You are expected to understand this. CS 111 Operating Systems Principles, Fall 2006
You are here: CS111: [[2006fall:notes:lec10]]
 
 
 

Lecture 10 notes

  • Synchronization
  • Memory

Introduction

Why have we been studying synchronization for so long? Recall that one main goal of the operating system is to create the process abstraction. This abstraction virtualizes the machine's resources, allowing multiple applications to share the same hardware resources while preserving hard modularity. That way, we can scale up the number of applications we run without necessarily buying one computer per application, and while keeping the effects of application bugs relatively isolated. The three parts of the Von Neumann computer -- I/O devices, processors, and primary memory -- all need to be virtualized to make the process abstraction work. We first spent some time on files, which abstracts a computer's I/O devices. Synchronization is the next required piece! It lets multiple "virtual processors" share a single physical processor (or a couple physical processors, in a symmetric multiprocessing machine) without stepping on each other's toes. We build up high-level synchronization objects from low-level properties like read-write coherence, as indicated in this diagram.

mini-diagram.jpg

Utilization

But we want multiple processes to share a single computer's resources efficiently, without significant overhead. (Processes wouldn't be a useful abstraction if you could never run more than one!) So we need a metric that measures how efficiently a computer's resources are being used. That metric is utilization.

Utilization refers to the fraction of a machine's resources being used productively.

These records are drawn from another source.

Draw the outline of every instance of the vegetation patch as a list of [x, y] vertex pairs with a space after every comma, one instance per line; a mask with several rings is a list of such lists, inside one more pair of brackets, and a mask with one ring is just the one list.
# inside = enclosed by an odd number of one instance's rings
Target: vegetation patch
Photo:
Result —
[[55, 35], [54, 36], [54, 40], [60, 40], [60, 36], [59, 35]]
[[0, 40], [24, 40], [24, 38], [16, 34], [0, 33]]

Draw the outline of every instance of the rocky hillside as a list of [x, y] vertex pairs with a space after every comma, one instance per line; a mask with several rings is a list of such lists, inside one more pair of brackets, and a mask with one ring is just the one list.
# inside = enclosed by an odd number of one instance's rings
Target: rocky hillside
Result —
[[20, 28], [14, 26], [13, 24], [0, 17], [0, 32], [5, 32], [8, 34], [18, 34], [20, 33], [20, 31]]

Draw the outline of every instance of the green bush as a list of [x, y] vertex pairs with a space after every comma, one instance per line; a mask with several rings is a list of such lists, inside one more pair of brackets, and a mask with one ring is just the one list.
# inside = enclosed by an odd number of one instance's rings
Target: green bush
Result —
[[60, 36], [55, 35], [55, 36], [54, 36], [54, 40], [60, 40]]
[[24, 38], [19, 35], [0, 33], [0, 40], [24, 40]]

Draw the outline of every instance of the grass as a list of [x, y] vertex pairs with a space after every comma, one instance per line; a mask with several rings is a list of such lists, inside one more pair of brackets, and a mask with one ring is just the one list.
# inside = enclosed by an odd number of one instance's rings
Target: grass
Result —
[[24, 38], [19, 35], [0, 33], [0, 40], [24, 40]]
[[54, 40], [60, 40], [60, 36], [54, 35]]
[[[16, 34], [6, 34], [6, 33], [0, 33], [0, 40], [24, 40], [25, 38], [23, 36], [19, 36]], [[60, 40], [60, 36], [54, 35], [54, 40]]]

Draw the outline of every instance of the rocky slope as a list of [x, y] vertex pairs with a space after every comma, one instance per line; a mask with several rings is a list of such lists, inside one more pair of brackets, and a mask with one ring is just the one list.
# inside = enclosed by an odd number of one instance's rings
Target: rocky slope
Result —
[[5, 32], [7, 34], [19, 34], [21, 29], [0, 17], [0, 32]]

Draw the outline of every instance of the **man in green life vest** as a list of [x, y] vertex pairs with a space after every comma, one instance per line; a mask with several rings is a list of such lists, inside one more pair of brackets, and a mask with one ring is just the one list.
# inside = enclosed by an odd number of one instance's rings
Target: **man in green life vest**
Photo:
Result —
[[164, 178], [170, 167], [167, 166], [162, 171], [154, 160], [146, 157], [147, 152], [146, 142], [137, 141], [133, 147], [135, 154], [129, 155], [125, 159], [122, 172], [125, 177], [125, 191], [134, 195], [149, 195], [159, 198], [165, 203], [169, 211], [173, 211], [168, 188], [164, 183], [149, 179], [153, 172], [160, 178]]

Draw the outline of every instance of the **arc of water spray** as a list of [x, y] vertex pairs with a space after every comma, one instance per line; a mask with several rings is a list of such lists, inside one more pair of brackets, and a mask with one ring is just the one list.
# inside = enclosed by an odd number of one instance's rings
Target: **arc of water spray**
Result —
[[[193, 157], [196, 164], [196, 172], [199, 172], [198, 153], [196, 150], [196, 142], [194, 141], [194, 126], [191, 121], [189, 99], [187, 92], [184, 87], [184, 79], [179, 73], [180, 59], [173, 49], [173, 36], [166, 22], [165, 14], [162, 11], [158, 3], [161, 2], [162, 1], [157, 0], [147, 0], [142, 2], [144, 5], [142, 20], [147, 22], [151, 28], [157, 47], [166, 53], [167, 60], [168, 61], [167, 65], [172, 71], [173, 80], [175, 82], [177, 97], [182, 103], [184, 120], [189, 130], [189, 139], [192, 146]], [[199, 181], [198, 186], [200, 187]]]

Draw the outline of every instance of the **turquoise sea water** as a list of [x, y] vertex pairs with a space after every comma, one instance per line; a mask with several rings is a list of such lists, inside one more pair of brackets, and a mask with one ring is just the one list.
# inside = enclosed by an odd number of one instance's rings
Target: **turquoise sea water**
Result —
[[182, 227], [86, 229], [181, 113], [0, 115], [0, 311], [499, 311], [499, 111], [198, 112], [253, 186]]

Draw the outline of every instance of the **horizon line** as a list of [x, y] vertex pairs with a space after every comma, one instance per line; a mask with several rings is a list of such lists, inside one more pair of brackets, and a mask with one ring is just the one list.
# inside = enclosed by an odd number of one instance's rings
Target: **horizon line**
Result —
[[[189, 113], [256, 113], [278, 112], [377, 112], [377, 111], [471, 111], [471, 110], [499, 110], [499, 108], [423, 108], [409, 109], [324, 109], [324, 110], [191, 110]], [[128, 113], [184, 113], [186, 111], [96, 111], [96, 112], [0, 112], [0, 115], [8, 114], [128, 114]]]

W - Amount of resource spent doing useful work
N - Total amount of resource
Utilization = W/N

The "resource" is often time, so that W and N are measured in seconds, but other units are possible too, such as cycles, disk seeks, and so forth. An important component of utilization is the definition of "useful work". This can be different depending on how you look at it. For example, consider processor utilization. From the kernel's point of view, "useful work" is any time spent running on behalf of any application. From a single application's point of view, "useful work" is the time that that application gets to run. (The application doesn't care about other applications.)

Example: If W = 10 units, and N = 10000 units, then Utilization = 1/1000.

Utilization drops when one or more threads/processes are spinning or blocking instead of doing useful work. For example, lock contention reduces utilization, because many threads are waiting for a lock rather than doing work. Spinning is usually worse than blocking for utilization, because as a thread spins (i.e., polls over and over again to see whether a lock is free), it is preventing other threads from doing work; whereas when a thread blocks (i.e., becomes nonrunnable), it allows other threads to make progress.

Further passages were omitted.